Apparate: Rethinking Early Exits to Tame Latency-Throughput Tensions in ML Serving
Yinwei Dai, Rui Pan, Anand Iyer, Kai Li, Ravi Netravali
TL;DR
Apparate addresses the latency-throughput tension in ML inference by automatically injecting and managing early exits (EEs) to reduce per-request latency without sacrificing throughput or accuracy. It relies on continual, per-input feedback from EE usage to drive two decoupled runtime adaptation loops: fast threshold tuning (accuracy-focused) and periodic ramp adjustments (latency-focused), enabling broad applicability across CV, NLP classification, and generative workloads. The system supports diverse architectures by placing lightweight ramps at cut-vertex locations and reusing final prediction layers, while maintaining compatibility with batching and other efficiency techniques.

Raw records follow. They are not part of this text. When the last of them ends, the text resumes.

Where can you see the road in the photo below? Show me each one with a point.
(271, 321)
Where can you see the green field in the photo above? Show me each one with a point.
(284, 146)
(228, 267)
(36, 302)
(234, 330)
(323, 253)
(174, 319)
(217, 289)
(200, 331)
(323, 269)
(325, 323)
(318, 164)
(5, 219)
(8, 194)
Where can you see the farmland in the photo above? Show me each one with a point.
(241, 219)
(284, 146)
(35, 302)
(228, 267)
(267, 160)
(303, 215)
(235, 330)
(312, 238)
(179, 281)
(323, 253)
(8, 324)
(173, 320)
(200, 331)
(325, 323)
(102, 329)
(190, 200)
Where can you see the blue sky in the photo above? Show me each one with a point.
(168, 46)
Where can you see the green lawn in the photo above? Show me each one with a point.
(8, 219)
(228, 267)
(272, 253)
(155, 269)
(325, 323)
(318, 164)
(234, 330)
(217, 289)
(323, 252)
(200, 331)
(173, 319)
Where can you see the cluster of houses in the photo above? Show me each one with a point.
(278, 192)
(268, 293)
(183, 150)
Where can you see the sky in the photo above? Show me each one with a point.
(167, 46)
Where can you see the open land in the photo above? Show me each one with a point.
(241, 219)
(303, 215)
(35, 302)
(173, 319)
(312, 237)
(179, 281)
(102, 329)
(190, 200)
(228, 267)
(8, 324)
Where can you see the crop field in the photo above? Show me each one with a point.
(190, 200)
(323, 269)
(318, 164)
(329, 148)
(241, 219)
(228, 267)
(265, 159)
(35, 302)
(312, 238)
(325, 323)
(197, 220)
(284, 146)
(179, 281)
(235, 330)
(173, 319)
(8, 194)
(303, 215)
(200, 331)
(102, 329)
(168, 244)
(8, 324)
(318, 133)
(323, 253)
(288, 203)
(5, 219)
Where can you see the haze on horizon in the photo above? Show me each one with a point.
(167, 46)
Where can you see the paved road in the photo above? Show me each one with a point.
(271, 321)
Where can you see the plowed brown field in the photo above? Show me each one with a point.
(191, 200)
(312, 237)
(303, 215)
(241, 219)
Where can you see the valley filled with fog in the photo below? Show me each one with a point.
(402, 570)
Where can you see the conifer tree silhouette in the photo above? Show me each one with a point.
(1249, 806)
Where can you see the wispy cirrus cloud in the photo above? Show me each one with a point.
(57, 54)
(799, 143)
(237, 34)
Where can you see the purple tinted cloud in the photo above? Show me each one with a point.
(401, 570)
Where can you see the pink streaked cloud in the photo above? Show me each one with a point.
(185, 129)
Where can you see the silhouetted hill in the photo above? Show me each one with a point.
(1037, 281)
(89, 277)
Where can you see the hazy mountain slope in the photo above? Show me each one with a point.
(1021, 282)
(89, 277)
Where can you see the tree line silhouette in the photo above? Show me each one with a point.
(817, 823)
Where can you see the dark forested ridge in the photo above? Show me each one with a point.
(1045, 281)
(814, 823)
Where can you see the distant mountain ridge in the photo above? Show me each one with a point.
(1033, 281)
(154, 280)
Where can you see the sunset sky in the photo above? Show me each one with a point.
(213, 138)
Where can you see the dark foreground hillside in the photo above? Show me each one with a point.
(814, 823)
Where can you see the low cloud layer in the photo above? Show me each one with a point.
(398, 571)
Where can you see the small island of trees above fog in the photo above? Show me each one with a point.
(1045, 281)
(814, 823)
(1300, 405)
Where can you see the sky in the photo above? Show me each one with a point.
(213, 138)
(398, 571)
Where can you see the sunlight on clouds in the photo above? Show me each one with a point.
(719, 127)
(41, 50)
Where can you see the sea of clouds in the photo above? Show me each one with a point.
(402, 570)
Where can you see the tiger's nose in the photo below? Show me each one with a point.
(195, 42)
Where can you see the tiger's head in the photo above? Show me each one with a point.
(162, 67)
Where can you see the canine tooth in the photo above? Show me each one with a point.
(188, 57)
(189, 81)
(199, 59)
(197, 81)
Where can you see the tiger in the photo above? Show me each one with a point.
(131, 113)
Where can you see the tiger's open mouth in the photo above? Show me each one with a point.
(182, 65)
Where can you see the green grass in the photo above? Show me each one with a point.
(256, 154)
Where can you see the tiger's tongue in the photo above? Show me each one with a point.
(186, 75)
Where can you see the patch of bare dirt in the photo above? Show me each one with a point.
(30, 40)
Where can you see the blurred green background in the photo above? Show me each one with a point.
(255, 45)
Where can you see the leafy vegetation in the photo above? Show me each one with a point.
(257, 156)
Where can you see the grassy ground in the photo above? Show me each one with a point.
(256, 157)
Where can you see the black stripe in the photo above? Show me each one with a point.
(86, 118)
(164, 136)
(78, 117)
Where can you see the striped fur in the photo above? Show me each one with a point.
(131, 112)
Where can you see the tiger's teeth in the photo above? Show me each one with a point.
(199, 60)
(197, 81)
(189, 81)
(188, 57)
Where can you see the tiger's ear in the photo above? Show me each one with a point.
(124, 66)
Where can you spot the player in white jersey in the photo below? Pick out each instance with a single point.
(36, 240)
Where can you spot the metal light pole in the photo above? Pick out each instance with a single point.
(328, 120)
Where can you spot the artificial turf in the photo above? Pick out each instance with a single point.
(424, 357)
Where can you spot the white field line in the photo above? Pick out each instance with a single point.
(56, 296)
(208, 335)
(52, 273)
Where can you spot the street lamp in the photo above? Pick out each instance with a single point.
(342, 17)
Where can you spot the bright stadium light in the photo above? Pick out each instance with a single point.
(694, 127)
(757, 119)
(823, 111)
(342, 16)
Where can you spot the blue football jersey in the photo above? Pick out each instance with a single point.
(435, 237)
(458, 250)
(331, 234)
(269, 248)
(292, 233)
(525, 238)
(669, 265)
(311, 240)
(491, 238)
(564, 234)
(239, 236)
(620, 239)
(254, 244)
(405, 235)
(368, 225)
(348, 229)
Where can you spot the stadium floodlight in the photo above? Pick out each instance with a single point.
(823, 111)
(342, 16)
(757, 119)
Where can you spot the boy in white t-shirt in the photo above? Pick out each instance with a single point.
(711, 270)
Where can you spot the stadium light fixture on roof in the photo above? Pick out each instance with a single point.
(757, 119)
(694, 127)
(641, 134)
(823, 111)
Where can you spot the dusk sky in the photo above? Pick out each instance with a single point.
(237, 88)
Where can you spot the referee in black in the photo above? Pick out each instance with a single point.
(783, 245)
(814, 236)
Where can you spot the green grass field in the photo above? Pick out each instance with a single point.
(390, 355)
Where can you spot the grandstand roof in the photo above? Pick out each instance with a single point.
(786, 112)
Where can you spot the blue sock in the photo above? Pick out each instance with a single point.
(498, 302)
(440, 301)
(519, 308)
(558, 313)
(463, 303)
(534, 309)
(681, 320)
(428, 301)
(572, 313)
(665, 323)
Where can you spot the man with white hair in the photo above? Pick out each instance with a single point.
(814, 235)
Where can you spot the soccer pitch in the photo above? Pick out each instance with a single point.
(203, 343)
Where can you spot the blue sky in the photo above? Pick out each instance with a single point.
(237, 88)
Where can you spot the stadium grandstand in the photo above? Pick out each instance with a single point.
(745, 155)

Empirical results show substantial median latency reductions (up to ~90% in CV, ~24% in NLP, and ~78% per-token improvements in generative tasks) with minimal throughput impact and strict accuracy constraints; Apparate also demonstrates competitive performance against or superiority to existing EE strategies and releases open-source tooling for broader adoption.
Abstract
Machine learning (ML) inference platforms are tasked with balancing two competing goals: ensuring high throughput given many requests, and delivering low-latency responses to support interactive applications. Unfortunately, existing platform knobs (e.g., batch sizes) fail to ease this fundamental tension, and instead only enable users to harshly trade off one property for the other. This paper explores an alternate strategy to taming throughput-latency tradeoffs by changing the granularity at which inference is performed. We present Apparate, a system that automatically applies and manages early exits (EEs) in ML models, whereby certain inputs can exit with results at intermediate layers. To cope with the time-varying overhead and accuracy challenges that EEs bring, Apparate repurposes exits to provide continual feedback that powers several novel runtime monitoring and adaptation strategies. Apparate lowers median response latencies by 40.5--91.5% and 10.0--24.2% for diverse CV and NLP classification workloads, and median time-per-token latencies by 22.6--77.9% for generative scenarios, without affecting throughputs or violating tight accuracy constraints.